The Arab Spring Springs into Action -- Against Christians?

Rached Ghannouchi
AFP Photo

On Friday, a friend of mine sent me a link to Hussein Ibish's article "Leave room for the unbelievers" (Now Lebanon, April 11, 2012), in which Ibish laments the turn toward Islamism in the lands of the Arab Spring, especially for the security of unbelievers:
What is most disturbing is that it is almost impossible to imagine an Islamist-influenced system protecting the religious rights of skeptics, agnostics and atheists. Blasphemy, satire, independent scholarly investigation of early Islamic history, or merely a profession of fundamental skepticism about faith in general (and not simply Islam) are all likely to remain criminal offenses. Protection for apostasy and conversion are another key test of real religious freedom.
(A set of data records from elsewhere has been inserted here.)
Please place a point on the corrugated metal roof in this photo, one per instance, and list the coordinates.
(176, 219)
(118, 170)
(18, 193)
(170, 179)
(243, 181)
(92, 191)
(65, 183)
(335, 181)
He's right about the extreme danger for such individuals, but he's perhaps too easy on the Islamists' treatment of the Dhimmis:
[S]ince Islam traditionally regards Judaism and Christianity as legitimate, though imprecise, monotheistic faiths, it is not hard to imagine an Islamist-influenced Arab political order protecting the religious and civic rights of these relatively small minorities, even if the most extreme Islamists won't want to do this.

Some weeks ago, I blogged on Ayaan Hirsi Ali's warning about Islamism's worldwide war on Christians, and just today, I received a new article on this very topic from the Spectator, a piece written by Douglas Davis and titled "Out of the east" (The Spectator, April 7, 2012), an ironic line with a double-entendre signifying both that Christianity came to the West from "out of the east" and that it is now being forced "out of the east"!
A few weeks ago, Sheikh Abdul Aziz bin Amdullah, Grand Mufti of Saudi Arabia, responded to a question posed by a visiting Kuwaiti delegation. Would sharia permit churches to exist in their emirate? The sheikh's response was categorical. Kuwait is part of the Arabian Peninsula, he said, and 'therefore it is necessary to destroy all the churches of the region'.

The Sheikh based his ruling on a Hadith which recorded the Prophet's deathbed declaration that, 'There are not to be two religions in the Peninsula', a command that has been interpreted to mean that only Islam may be practised in the region.

Now, the Grand Mufti is not just another swivel-eyed fanatic. He is the most senior Islamic authority in Saudi Arabia, president of the Supreme Council of Ulema [Islamic scholars] and chairman of the Standing Committee for Scientific Research and Issuing of Fatwas. His views do not make him an isolated extremist.

Of course, this is Saudi Arabia, so what does one expect of the region's religious authorities? But the 'Arab Spring' lands offer little better:
Last year, some 200,000 Coptic Christians -- such Christians once made up about 10 per cent of Egypt's 80 million population -- fled their homes after being subjected to killing, beatings and church-burnings in Alexandria, Luxor and Cairo. On New Year's Day last year, 21 Copts were slaughtered in their church in Alexandria; a further 27 died in clashes with police in Cairo.

This week, the Coptic Orthodox Church announced that it was withdrawing from talks on a new Egyptian constitution because Islamist domination of the process has made its participation 'pointless'.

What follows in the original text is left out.